Of course, I do not mean that your question is bad or stupid; we all know that technology moves forward and as a result the answers from yesterday might no longer be applicable today or might not be as efficient.
However, age is a poor criterion to differentiate questions on. SO, as a Q&A site, aims at providing answers immediately, the edge case where the question is not already answered or cannot be found should be eliminated as much as possible.
In the specific case of old vs new questions, old questions have an inherent advantage in today's search engines (for better or worse), thus if the only difference in the question is the date... it's not worth asking a new question (it might be worth posting a new answer to the existing question, however).
Also, if you have two identical questions, which one should you answer? Both? That's fishy!

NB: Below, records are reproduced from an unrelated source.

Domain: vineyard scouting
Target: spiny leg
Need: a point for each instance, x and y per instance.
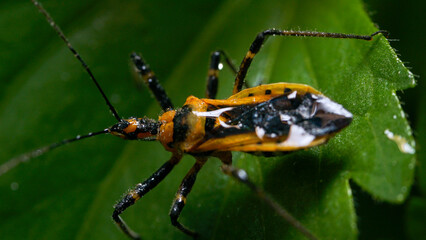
(183, 191)
(213, 73)
(139, 191)
(242, 176)
(263, 36)
(152, 82)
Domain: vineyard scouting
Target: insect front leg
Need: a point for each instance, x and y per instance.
(242, 177)
(152, 82)
(139, 191)
(213, 73)
(183, 191)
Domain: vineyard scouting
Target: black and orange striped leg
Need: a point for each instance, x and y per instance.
(180, 198)
(213, 73)
(152, 82)
(263, 36)
(242, 176)
(139, 191)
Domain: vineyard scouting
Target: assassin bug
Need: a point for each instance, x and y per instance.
(281, 117)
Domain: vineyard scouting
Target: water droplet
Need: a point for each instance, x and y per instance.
(14, 186)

It is worth asking a new question if it has novel elements that the old did not: most likely you are prompted to ask a new question because the specifics of the old question do not apply. This means that your situation is different, you need to characterize this difference (language/compiler/library versions for example) in the question and maybe with tags.
With the difference characterized, your question is not a duplicate, even if the other one was asked an hour ago.
Note: as mentioned in the comments, if you ask a newer version of a question, it is worth linking to the older version why a brief of the difference with yours; this way, if anyone stumbles on your question but is more interested by the older version, it's just a click away... and it may prevent your question being closed as duplicate.